La Route de Tibilissi
Le graphisme et les décors ont éveillé ma curiosité, le 4e de couverture a fait le reste ! Chauvel, qui n’est pas un inconnu, propose un récit à la fois insolite et déroutant. L'environnement n'est pas daté mais il est clairement d’inspiration moyenâgeuse avec des incrustations d’éléments de HF et SF mélangés comme en témoignent la présence d’un robot (Trois-Trois), d’un drôle d’animal (Doubie), de dragons et de loups cracheurs de feu. Le rythme est lent mais pas soporifique. Chauvel place le lecteur au plus près des protagonistes. On a l’étrange sensation de faire partie du groupe, de vivre avec eux, de ressentir leurs peurs. Le final est clairement inattendu et permet de mieux comprendre les épreuves vécues par les deux orphelins ainsi que la présence de ce patchwork d’influences variées. Kosakowski , dont c’est le premier album, propose un trait brut mais travaillé et lisible. On y sent certaines influences des comics. Après coup, à voir où vit notre dessinateur, je comprends mieux cette influence ressentie. Mention particulière aussi à Lou, le coloriste, pour ce travail difficile réalisé avec les décors neigeux.
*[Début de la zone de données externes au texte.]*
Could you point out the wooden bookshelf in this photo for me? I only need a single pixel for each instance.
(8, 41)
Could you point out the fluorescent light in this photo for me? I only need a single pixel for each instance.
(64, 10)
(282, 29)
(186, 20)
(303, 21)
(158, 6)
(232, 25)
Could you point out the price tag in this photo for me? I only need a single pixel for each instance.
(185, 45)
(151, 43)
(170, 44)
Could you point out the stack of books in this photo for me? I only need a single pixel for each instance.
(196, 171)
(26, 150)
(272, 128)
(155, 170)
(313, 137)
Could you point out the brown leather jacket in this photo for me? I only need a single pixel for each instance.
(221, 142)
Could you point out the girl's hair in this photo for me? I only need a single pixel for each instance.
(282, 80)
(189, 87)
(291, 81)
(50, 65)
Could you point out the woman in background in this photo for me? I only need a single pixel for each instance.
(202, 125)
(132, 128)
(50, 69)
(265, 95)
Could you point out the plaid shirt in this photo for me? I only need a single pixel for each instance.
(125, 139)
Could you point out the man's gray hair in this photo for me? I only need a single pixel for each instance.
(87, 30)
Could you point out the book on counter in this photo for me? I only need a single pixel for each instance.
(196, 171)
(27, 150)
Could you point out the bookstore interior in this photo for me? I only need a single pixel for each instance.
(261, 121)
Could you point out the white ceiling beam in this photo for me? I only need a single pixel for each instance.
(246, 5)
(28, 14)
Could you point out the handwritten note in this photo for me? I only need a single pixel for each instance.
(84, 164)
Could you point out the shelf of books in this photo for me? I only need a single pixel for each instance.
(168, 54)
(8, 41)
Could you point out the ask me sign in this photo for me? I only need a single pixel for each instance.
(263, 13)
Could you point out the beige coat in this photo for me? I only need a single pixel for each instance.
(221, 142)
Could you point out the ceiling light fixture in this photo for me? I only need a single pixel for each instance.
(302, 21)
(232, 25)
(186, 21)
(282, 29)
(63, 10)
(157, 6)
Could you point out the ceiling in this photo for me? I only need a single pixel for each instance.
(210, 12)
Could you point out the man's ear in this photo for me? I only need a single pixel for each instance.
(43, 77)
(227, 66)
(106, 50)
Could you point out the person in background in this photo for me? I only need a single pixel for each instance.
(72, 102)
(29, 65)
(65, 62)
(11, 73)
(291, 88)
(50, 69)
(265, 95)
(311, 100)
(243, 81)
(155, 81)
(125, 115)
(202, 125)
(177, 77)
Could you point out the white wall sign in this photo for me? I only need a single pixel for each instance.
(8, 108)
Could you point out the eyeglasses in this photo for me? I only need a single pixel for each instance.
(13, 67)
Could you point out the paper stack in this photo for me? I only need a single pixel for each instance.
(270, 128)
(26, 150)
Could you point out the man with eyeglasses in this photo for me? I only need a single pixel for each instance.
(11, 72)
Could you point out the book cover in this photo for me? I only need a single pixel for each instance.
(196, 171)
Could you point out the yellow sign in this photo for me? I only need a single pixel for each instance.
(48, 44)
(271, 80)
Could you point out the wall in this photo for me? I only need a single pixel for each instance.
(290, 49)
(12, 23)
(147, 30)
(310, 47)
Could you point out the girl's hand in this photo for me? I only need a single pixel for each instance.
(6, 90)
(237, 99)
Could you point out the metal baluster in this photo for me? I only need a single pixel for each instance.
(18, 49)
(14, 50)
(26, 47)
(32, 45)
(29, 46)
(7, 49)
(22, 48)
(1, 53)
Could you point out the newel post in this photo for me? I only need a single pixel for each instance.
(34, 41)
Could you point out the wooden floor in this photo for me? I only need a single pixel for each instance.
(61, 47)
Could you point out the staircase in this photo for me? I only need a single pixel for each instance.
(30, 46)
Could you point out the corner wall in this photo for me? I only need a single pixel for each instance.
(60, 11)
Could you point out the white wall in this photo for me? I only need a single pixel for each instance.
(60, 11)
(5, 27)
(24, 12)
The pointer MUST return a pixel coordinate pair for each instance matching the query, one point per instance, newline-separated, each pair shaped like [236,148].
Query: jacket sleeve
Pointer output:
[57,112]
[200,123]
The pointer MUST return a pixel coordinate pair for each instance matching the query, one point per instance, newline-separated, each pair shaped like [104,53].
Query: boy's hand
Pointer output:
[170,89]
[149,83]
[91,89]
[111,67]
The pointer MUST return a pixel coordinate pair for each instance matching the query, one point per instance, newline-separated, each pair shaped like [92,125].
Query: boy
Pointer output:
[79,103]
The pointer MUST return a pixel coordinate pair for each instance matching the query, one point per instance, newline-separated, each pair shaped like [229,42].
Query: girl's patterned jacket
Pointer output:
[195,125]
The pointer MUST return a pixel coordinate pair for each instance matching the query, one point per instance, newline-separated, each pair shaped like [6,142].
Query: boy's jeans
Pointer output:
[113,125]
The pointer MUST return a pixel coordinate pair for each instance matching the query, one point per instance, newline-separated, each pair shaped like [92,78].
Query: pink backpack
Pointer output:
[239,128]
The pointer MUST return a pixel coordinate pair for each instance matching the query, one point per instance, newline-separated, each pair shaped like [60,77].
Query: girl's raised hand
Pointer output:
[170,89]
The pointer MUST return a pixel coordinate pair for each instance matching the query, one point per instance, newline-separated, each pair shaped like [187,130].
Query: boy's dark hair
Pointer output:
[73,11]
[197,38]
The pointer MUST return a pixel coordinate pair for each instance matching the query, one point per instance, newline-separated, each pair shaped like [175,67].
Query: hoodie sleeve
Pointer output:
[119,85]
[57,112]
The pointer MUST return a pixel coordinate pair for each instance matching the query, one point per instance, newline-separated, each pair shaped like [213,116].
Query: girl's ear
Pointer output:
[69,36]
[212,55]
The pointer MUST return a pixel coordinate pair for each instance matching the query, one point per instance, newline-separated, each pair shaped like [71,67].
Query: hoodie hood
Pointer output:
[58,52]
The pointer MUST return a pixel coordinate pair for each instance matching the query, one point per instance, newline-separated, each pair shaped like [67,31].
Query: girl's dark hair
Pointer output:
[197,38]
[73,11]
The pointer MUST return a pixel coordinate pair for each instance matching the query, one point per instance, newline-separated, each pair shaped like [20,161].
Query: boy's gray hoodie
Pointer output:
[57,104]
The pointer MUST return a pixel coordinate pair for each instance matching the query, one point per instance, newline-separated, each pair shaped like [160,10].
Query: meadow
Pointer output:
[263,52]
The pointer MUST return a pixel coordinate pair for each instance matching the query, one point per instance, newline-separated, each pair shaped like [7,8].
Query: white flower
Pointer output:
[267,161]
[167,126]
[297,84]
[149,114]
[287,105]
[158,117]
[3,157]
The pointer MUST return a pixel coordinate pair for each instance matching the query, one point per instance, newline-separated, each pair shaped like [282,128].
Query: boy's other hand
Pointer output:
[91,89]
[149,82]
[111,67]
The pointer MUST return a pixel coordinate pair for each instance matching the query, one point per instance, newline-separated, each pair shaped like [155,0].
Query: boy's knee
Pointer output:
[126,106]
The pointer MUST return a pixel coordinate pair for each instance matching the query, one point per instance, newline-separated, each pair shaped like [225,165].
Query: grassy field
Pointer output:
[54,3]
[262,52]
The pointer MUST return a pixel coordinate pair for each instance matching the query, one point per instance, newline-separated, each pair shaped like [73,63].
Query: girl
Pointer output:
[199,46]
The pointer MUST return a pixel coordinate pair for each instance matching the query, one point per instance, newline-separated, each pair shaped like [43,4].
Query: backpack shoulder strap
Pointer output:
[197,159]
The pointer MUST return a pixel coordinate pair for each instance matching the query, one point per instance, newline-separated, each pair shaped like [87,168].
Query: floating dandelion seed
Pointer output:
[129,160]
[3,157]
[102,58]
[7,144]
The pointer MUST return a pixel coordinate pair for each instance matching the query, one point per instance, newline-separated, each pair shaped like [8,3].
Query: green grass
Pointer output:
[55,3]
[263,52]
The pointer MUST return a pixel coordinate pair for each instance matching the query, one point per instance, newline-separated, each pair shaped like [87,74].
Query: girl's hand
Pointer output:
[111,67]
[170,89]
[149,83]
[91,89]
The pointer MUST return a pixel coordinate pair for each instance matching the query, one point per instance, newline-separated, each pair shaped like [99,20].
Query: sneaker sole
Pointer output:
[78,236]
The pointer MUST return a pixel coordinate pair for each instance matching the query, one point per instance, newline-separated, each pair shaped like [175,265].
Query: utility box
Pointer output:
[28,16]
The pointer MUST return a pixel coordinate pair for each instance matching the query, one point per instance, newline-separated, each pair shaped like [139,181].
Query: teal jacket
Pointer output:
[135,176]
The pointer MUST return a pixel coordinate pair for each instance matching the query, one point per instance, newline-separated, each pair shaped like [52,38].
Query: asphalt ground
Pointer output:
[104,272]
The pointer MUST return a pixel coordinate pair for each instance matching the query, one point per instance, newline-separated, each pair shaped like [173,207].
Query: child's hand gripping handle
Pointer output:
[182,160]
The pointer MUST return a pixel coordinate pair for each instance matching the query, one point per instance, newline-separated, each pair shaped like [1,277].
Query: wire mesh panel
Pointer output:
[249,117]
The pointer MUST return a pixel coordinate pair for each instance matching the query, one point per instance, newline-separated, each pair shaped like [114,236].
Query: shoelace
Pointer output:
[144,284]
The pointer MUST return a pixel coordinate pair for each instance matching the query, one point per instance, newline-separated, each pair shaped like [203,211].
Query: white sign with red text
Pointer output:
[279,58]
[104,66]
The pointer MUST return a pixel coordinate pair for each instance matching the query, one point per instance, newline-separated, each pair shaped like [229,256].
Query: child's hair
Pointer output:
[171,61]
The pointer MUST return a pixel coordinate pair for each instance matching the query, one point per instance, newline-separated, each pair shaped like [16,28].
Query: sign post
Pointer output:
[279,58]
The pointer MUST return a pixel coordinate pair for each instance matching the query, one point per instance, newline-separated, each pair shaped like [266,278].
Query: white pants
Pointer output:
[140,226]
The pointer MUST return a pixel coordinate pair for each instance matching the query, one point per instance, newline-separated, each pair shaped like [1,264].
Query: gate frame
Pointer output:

Un bel album traitant d’un sujet dur et malheureusement intemporel.
Il faut flinguer Ramirez
Résumer "Il faut flinguer Ramirez" à Tarantino, Peckinpah (dont le titre fait écho à Alfredo Garcia) ou Rodriguez comme l'annonce fièrement Glénat serait une erreur... Résumer l'oeuvre de Nicolas Pétrimaux à un revival des eighties à la mode Néon Rétro en serait une également... Car si Ramirez puise autant dans les références passées, c'est davantage dans l'humour nonsensique d'un Fabcaro qu'il faudrait regarder en y ajoutant un soupçon de Tom et Jerry pour les courses poursuites haletantes. "Il faut flinguer Ramirez" n'est ni plus ni moins qu'un gros coup de coeur, précisément la pépite sortie de nulle part en cette fin de semestre 2018 tant elle cumule les références classiques des mondes évoqués plus haut pour s'achever (provisoirement) sur un ovni fun et rafraichissant tout à fait original. Cette traque par la mafia mexicaine d'un réparateur d'aspirateur au visage "particulier" et aussi bavard que Bernardo dans Zorro n'est qu'un prétexte pour dessiner des ambiances veloutées à la Miami Vice pour les quadras ou GTA Vice City pour les trentenaires avec une mise en scène rythmée qui n'aurait rien à envier aux autres média du grand comme du petit écran. S'appropriant les codes en rigueur de cette époque pour mieux se les réapproprier (Coucou la Renault 5), Pétrimaux ne livre ni plus ni moins qu'un divertissement intelligent en se jouant la plupart du temps des clichés même si on n'évite pas un cast féminin sexy et bad ass. Non il ne faut pas flinguer Ramirez car ce petit bonhomme muet et doué possède de quoi divertir longtemps le lecteur en attente d'autres titres aussi funs et mis en scène. L'objectif de satisfaction est coché à toutes les catégories, fun, dessin, scénario, action et humour sans céder aux facilités gore, cul, vulgarité.... Monsieur Pétrimaux nous vous tirons notre chapeau.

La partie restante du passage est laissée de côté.